Salsburg has access to tens of thousands of recordings in the Lomax archive, but he decided against using them because “it didn’t feel like they were mine to mess with.” He started focusing on his own collection, sourcing blasts of organ or bits of clarinet that could be used as a compositional basis for the slow, wandering, slightly ominous pieces that populate the “Landwerk” albums.

Salsburg had no shortage of material to draw from. According to the artist, the early American record industry in the 1910s and 1920s marketed aggressively to European immigrants in the United States, and Greek, Ukrainian, Polish, Italian and Jewish folk music was well-represented in recordings of the era.

“The idea was that there were all these immigrant groups in America,” Salsburg says. “Some of them were coming into the middle class, and some of them had discretionary money to spend. And if the company wanted them to buy record players, they needed to sell the music that was familiar to them.”

On the first “Landwerk” album, only two tracks are sourced from Jewish music. On “Landwerk No. 2,” every track comes from klezmer recorded between 1924 and 1927 — except for one based on a sample of a Slovak miner’s band from northeastern Pennsylvania, where Salsburg’s father’s family lived for generations.

Salsburg used this music as the basis of the project because, to some extent, he felt like it was his.

“The Jewish stuff felt like something that I could exploit, so to speak, without co-opting it,” Salsburg says. “I didn’t want to do this with, like, 1920s blues records. Those don’t feel like mine to exploit. So the collaborative angle took in these kind of Jewish ghosts.”

Salsburg also credits being unable to work on the psalm project as an impetus to explore Jewish themes in his own work. For the guitarist, listening to these recordings and making music from them represents a way to maintain a connection with his Jewishness.

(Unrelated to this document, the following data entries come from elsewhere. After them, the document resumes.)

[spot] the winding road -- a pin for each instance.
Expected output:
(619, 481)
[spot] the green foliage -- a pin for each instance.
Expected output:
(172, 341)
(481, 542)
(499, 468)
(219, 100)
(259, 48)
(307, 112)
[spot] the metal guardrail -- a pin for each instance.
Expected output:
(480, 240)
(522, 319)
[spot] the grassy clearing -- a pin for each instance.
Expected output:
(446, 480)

“It felt like there was a hole in my engagement with Jewish culture,” Salsburg says. “I can get it through reading, but that’s still a passive experience. I wanted something where I wasn’t just a receiver.”

Salsburg’s upbringing was not exactly a fountain of yiddishkeit. His mother converted to Judaism before he was born, and his grandparents on his father’s side were so concerned with assimilating that they objected to the name Nathan, considering it too Jewish. Raised in a working-class family, Salsburg felt a disconnect from the kids in the Hebrew school at his family’s mostly upper-class synagogue.

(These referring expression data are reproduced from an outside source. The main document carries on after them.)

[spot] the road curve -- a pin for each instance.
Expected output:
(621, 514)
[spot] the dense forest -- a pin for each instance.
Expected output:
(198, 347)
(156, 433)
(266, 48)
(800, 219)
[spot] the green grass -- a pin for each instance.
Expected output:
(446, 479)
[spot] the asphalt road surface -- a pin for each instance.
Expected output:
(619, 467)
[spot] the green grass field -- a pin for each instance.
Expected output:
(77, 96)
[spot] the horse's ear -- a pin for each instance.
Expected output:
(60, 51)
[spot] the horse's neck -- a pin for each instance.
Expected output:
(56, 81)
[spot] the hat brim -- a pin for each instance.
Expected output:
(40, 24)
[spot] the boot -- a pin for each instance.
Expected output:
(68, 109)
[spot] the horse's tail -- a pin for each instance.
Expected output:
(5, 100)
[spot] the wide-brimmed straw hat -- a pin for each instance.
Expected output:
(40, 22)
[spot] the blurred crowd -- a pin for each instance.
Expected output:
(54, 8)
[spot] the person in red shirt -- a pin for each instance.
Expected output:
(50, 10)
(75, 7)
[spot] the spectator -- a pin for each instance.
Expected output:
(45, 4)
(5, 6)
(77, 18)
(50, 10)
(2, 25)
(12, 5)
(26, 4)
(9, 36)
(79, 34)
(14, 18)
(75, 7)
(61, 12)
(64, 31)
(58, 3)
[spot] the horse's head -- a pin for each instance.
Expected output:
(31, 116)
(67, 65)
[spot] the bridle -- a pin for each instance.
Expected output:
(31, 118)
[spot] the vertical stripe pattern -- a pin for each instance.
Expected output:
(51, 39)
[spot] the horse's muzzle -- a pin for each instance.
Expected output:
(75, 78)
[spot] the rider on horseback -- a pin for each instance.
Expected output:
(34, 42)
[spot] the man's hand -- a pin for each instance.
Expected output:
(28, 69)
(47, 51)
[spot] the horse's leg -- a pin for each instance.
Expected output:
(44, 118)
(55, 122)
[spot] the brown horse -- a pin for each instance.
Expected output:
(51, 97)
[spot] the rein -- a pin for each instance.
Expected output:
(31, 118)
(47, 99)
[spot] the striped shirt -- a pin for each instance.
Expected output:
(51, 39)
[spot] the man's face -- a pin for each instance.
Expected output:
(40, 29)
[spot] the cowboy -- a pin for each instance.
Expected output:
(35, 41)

“There was [a] really intense class divide at this place,” Salsburg recalls. “I definitely felt a cultural remove from things that my fellow Hebrew school kids were interested in. I came up being into punk rock and folk music, and [Hebrew school] was very preppy and sports-oriented, so I always felt that kind of estrangement from the Jewish community as I knew it.”

At age 12, Salsburg attended a Jewish summer camp, where he started learning to play “very earnest Jewish liturgical campfire music.” Picking out old Debbie Friedman songs inadvertently helped lead him to his folk music career.

During the “Landwerk” project, one of the musicians Salsburg learned about was Mickey Katz, an entertainer during the 1940s and ’50s who recorded klezmer music and Jewish-themed parodies of then-popular songs. Salsburg’s dad was shocked when he found out his son didn’t know who Katz was, since his parody tunes were popular decades earlier and Salsburg is an expert on the music of the time period.

But Lomax, who recorded countless folk singers and musicians for the Library of Congress’ American Folklife Center, preferred to document music that was not widely recorded commercially and thus bothered little with Jewish music.

Learning about Katz was a revelation for Salsburg, especially since he existed in an era of intense assimilation for Jewish musicians, many of whom changed their last names or otherwise hid their heritage.

“The musicianship is pretty stellar, but just the transgressive aspect of it is almost punk rock,” Salsburg says. “In the midst of all these Jews trying to lose any remnants of their yiddishkeit, he was there hanging out a shingle.”